Namibia to sell 170 elephants
04 December 2020 | Environment
Namibia has advertised 170 elephants for sale in response to the drought and an increase in animal numbers, coupled with human-elephant conflict.
These elephants are from the Omatjette, Kamanjab commercial farming, Grootfontein-Kavango and the Grootfontein-Tsumkwe areas.
This is according to an advertisement placed in local media this week by the environment ministry, inviting offers for the elephants that will be sold in family groups.
Interested parties are invited to provide the ministry with written financial offers, indicating the price per individual animal.
The ministry said it would sell the animals to anyone in Namibia or abroad that meets the strict criteria, which include quarantine facilities and a game-proof fence certificate for the property where the elephants will be kept.
“This is a tender for live animals, not trophy hunting.
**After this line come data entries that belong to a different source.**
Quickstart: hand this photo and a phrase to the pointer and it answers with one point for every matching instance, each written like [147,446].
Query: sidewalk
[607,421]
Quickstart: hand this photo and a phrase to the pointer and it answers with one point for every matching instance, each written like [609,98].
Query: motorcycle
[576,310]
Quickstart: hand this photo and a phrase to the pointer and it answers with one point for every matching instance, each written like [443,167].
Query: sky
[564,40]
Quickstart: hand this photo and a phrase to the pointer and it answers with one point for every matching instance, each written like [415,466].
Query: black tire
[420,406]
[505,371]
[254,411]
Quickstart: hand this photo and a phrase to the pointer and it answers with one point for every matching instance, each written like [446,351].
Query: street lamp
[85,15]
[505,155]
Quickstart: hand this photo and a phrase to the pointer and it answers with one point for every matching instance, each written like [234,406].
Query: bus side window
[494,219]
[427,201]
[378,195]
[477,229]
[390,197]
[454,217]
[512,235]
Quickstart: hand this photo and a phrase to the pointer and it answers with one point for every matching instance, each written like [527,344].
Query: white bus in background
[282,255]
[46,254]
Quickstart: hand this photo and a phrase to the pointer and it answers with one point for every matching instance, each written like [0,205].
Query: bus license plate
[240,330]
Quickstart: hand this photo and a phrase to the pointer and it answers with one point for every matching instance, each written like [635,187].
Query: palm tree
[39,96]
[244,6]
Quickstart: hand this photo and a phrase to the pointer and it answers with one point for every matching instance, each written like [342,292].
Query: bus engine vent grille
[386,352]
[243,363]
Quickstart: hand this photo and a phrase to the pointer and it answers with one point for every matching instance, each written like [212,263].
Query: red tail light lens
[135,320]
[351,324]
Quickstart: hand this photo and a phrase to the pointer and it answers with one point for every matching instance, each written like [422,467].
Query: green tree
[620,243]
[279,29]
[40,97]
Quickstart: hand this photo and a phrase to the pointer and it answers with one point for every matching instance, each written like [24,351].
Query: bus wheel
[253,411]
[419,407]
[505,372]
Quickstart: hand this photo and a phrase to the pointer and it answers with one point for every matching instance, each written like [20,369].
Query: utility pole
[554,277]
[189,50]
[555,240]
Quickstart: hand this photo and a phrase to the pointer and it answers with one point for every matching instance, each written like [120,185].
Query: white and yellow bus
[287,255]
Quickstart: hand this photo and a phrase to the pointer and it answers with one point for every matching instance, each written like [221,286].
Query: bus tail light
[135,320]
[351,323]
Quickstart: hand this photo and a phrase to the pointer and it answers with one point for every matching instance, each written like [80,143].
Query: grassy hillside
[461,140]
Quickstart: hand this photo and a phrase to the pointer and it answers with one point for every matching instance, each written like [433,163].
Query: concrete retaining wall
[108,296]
This bid is not particularly for international bidders only; local people can also tender,” said ministry spokesperson Romeo Muyunda.
For export purposes, the requirements of the Convention on International Trade in Endangered Species (CITES) must be met, the ministry said.
Foreign buyers must also provide proof that conservation authorities in their countries will permit them to import elephants.
Offers for the elephants must be made by 29 January 2021 and successful bidders will need to cover the cost of capturing and transporting the animals, which can weigh up to 6 000 kg.
The ministry recently said the elephant population in Namibia has increased in the last three decades, while most elephant populations in African countries have seen a decline over the same period.
Namibia’s elephant population is estimated to be between 23 663 and 24 091, with an estimated rate of population increase of 5.36%.
Not only are elephants and people competing for the same resources such as water, land and space, but illegal killing for their ivory has also become a significant threat.
Situation severely compromised
Environment minister Pohamba Shifeta recently said there is a limit to how much external influence Namibia will accept over the use of its natural resources, specifically elephants.
He said the value Namibia can generate from trade in ivory is being severely compromised by the actions of animal rights groups who have influenced decisions at CITES that undermine Namibia’s conservation programmes.
At the 18th meeting of CITES held Switzerland last year, Namibia - together with Botswana, South Africa and Zimbabwe - proposed that they should be allowed to sell their stockpiled ivory. This proposal was rejected.